Maintenant que le confinement est terminé et que la seconde vague de l’épidémie de Covid-19 tarde à arriver, que reste-t-il de ces apprentissages ? Cette question a été traitée dans les médias où l’on s’est demandé ce à quoi pourrait ressembler le « monde d’après ». Beaucoup de choses ont été apprises pendant ces quelques mois, à la fois révélant les défauts de nos sociétés et montrant qu’il est possible de faire autrement. Les plus idéalistes ont même pu rêver à une réduction du capitalisme. Ainsi, l’épidémie est entrée en résonance avec les problématiques environnementales, sociales et économiques. Est-ce que le monde d’après sera neutre en carbone ? Est-ce que l’on va limiter les effets délétères du marché ? Est-ce que les soignants verront leur situation s’améliorer ? Est-ce que la recherche sera mieux financée afin de faire face aux prochaines épidémies ?

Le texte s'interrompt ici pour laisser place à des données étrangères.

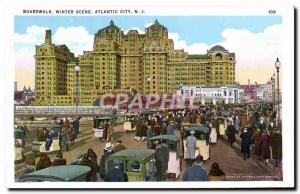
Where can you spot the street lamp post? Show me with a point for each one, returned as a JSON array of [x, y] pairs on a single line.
[[77, 68], [277, 65], [273, 91], [148, 81]]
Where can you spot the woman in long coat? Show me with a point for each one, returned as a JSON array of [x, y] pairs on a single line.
[[265, 147], [257, 143], [246, 143], [237, 123], [276, 145], [231, 134], [243, 120], [138, 130]]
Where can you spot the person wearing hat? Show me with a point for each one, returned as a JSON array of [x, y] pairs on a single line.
[[196, 172], [190, 148], [110, 131], [119, 146], [108, 150], [262, 125], [116, 175], [245, 143], [256, 139], [59, 160], [265, 154], [231, 131], [161, 160], [30, 166], [86, 161], [215, 173], [44, 162], [170, 129], [276, 145]]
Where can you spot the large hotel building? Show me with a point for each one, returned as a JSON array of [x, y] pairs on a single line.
[[145, 63]]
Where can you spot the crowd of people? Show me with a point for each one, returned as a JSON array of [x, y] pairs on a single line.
[[253, 125]]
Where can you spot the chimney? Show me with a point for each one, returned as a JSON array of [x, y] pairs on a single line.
[[48, 38]]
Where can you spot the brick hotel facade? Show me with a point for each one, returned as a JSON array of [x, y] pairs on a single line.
[[146, 63]]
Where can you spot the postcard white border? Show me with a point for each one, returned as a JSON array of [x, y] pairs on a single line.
[[288, 99]]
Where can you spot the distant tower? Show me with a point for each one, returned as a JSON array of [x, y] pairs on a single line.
[[48, 37]]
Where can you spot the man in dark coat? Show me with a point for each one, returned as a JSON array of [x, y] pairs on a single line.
[[262, 125], [86, 161], [215, 124], [95, 167], [119, 146], [196, 172], [161, 161], [265, 147], [276, 145], [246, 143], [44, 162], [179, 120], [243, 120], [30, 166], [108, 150], [116, 175], [59, 160], [156, 130], [271, 126], [138, 131], [256, 139], [231, 133]]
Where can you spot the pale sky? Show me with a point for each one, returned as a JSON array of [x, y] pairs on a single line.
[[256, 40]]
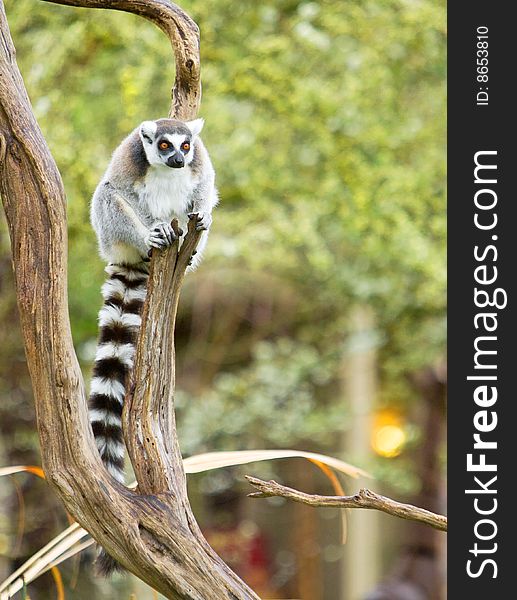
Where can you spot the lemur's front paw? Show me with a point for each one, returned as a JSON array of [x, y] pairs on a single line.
[[161, 236], [204, 220]]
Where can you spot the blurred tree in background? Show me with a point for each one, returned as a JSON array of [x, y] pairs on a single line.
[[325, 122]]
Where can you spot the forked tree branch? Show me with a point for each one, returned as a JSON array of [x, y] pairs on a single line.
[[183, 34], [363, 499], [151, 530]]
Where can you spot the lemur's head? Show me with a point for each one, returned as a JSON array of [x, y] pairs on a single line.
[[168, 142]]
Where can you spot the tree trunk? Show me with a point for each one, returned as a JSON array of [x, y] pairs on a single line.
[[151, 531]]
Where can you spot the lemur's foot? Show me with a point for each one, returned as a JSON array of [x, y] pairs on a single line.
[[161, 236], [204, 220]]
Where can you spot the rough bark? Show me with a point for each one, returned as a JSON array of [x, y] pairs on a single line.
[[363, 499], [151, 530]]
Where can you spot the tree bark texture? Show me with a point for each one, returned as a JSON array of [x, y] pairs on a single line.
[[363, 499], [151, 530]]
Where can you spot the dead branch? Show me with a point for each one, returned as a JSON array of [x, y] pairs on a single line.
[[363, 499], [151, 530]]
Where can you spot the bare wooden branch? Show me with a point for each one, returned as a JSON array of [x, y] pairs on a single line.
[[363, 499], [151, 530], [149, 424]]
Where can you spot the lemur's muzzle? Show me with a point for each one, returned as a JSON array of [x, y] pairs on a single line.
[[176, 161]]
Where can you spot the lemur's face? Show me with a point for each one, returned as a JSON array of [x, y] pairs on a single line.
[[168, 142]]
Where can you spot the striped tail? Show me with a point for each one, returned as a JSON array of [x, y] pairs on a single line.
[[119, 321]]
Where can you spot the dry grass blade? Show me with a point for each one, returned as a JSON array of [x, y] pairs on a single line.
[[58, 580], [61, 548], [33, 567], [218, 460], [22, 469]]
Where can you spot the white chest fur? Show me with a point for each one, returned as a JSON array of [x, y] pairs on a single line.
[[167, 192]]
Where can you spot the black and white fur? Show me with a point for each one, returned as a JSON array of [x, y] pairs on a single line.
[[159, 172]]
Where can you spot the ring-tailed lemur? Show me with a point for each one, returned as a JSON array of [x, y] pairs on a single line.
[[160, 171]]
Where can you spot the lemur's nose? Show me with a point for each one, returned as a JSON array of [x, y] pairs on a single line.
[[176, 161]]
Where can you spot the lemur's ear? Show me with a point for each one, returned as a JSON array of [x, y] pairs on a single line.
[[195, 126], [147, 131]]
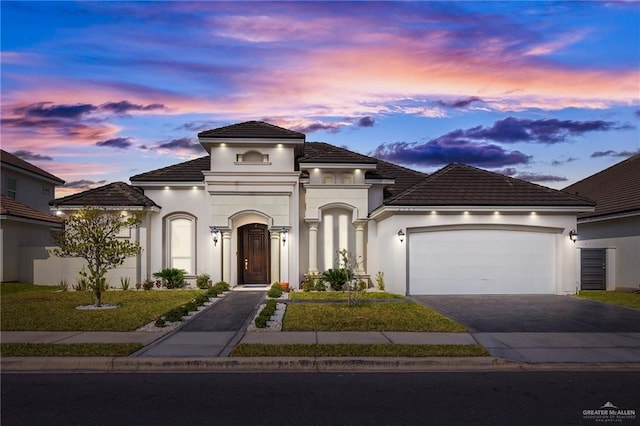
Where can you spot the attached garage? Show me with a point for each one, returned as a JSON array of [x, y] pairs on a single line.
[[481, 261]]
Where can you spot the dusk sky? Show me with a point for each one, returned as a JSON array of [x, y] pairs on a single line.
[[95, 92]]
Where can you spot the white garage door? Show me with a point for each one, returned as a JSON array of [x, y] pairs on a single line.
[[481, 262]]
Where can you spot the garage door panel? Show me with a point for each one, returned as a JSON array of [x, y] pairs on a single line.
[[481, 262]]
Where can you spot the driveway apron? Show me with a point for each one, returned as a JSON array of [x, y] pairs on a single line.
[[214, 332], [545, 328]]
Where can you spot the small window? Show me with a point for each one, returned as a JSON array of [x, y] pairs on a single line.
[[12, 187]]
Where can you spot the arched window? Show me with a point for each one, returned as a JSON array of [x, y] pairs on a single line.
[[181, 242]]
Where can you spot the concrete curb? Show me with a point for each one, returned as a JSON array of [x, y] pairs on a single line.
[[131, 364]]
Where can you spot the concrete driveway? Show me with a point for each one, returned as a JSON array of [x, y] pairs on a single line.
[[545, 328]]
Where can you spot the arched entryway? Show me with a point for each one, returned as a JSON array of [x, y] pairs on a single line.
[[253, 254]]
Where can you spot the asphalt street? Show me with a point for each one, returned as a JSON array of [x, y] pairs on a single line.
[[487, 398]]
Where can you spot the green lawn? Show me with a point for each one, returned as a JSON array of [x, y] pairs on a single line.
[[357, 350], [341, 295], [401, 316], [27, 307], [68, 349], [631, 300]]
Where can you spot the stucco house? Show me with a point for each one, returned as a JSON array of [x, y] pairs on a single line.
[[265, 205], [25, 219], [609, 236]]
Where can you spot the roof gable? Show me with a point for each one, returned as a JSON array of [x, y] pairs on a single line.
[[116, 194], [11, 207], [10, 159], [251, 129], [462, 185], [616, 189]]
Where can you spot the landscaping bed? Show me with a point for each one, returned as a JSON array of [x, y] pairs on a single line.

Le « monde d’après » est une fiction hollywoodienne, une narration construite pour imaginer qu’une fois l’épidémie passée, l’on pourra se débarrasser de tous les défauts de l’ancien monde. Difficile de savoir ce qu’il va se passer en réalité.

Dans un récent article, Morozov analyse la manière dont les technologies ont été mobilisées pour répondre à la crise sanitaire. Il constate que les seules solutions qui ont émergé sont par nature liberticides et délétères pour la vie privée. Pourquoi ? Parce que « Les infrastructures telles qu’elles existent sont malheureusement celles de la consommation individuelle, et non de l’assistance mutuelle et de la solidarité ». C’est parce que les technologies développées ses dernières années sont orientées vers le ciblage individuel que la seule réponse technologique possible à la crise sanitaire a été une application de traçage posant de sérieux problèmes de vie privée. Pour qu’une alternative émerge, il faut des moyens pour la soutenir, or il n’en existe pas ou peu.

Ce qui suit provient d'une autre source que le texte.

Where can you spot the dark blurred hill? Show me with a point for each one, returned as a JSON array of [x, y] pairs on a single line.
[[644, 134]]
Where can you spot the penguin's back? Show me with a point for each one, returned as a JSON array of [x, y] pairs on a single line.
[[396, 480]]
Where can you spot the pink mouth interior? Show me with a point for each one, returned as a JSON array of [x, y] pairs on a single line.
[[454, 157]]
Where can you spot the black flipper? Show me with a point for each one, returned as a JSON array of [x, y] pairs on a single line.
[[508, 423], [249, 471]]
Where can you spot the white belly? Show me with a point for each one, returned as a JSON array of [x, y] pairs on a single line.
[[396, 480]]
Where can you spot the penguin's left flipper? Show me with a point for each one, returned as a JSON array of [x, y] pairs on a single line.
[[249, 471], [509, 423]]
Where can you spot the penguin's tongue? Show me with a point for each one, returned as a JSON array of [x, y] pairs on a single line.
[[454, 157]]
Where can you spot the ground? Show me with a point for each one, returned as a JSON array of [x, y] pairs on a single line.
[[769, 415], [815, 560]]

Autrement dit, on a beau imaginer un monde d’après merveilleux, le train de nos sociétés roule toujours sur les mêmes rails, et il est difficile d’en changer.

Notes de bas de page

  1. Exemples d’articles publiés : Méditation, la grande évasion, Confinement : vous relaxez avec vos enfants, Coronavirus : comment se relaxer pendant le confinement ?
  2. Quelques exemples : https://www.20minutes.fr/arts-stars/culture/2746255-20200324-coronavirus-visio-aperos-netflix-party-jeux-ligne-quand-sociabilite-reinvente
  3. Par exemple, un jeune de 17 ans a fabriqué 700 visières avec son imprimante 3D.
  4. Source : https://www.gouvernement.fr/fabriquer-un-masque-tutoriels-et-recommandations
  5. Notons que la rhétorique guerrière est très pratique, car elle justifie par l’exceptionnel et le catastrophisme les conditions déplorables des soignants envoyés « au front ». Et puis, finalement, rien de plus normal que d’offrir une médaille aux soldats revenus victorieux du front.